[Schema] Should the risk_data_type field be an array?

GFDRR / rdl-standard

The Risk Data Library Standard (RDLS) is an open data standard to make it easier to work with disaster and climate risk data. It provides a common description of the data used and produced in risk assessments, including hazard, exposure, vulnerability, and modelled loss, or impact, data.

https://docs.riskdatalibrary.org/

Creative Commons Attribution Share Alike 4.0 International

13 stars 1 forks source link

[Schema] Should the risk_data_type field be an array? #176

Closed duncandewhurst closed 12 months ago

duncandewhurst commented 1 year ago

@stufraser1 @matamadio, elsewhere I think we've established that a risk dataset can cover more than one type of risk data (hazard, exposure, vulnerability, loss). However, the top-level risk_data_type field is a string so it can only take one value from the risk_data_type codelist. Should we change the field's type to be an array so that it can take multiple values, e.g. hazard and exposure?

matamadio commented 1 year ago

I think the idea was to split datasets by risk data type, hence just one type per dataset.

duncandewhurst commented 1 year ago

Hmm, from the discussion about the spreadsheet template, my understanding was that we wanted to support datasets covering multiple types of risk data.

The change (if needed) is straightforward so we can wait for @stufraser1 to return from leave to get his input.

johcarter commented 1 year ago

It was also my understanding that you could have one or more risk data types in one package. Certainly for a catastrophe model, you would have both hazard and vulnerability together under one dataset, and possibly also some exposure data for testing the model. If risk_data_type is not an array, the dataset info has to be repeated for each risk data type. It would seem more flexible to allow risk_data_type to be an array, as you can still separate the datasets by risk_data_type if you wished.

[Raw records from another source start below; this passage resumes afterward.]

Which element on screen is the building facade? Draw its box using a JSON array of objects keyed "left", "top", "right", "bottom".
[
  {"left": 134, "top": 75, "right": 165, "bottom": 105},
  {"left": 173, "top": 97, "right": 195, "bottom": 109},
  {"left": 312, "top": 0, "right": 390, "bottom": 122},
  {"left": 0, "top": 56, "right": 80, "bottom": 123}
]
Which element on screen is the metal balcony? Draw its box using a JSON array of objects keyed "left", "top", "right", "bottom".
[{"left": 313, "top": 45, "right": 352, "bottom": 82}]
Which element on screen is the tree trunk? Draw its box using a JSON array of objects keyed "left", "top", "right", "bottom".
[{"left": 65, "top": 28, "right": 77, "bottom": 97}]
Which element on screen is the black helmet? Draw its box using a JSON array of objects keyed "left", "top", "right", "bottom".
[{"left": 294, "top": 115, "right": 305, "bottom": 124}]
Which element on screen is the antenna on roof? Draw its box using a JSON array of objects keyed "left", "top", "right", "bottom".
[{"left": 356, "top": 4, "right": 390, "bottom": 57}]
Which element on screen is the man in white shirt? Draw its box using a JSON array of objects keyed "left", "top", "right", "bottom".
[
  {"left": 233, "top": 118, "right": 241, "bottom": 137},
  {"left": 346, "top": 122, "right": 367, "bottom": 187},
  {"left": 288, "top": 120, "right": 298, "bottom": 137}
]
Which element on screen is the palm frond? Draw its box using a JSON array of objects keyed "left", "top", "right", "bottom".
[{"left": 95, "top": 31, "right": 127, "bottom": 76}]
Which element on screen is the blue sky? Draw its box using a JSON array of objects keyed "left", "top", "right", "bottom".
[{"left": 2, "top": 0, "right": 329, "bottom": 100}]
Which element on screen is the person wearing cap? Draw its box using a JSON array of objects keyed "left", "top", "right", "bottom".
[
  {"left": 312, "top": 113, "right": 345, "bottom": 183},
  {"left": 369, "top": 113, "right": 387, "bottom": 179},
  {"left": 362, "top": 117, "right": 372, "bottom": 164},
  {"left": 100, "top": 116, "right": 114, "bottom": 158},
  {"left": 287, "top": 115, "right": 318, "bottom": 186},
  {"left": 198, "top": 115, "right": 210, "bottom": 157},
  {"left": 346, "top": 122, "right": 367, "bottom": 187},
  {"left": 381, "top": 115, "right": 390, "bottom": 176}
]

matamadio commented 1 year ago

Noted. Nothing should hold the user to choose wether or not to include multiple components when they share the exact same common metadata. However, when there are differences e.g. year, spatial extent, etc., then multiple dataset should be preferred.

stufraser1 commented 1 year ago

We would like one or more risk data types in one package, which was a core aim of the standard - to provide more-connected data packages so risk_data_type should be an array. Moving to agreed.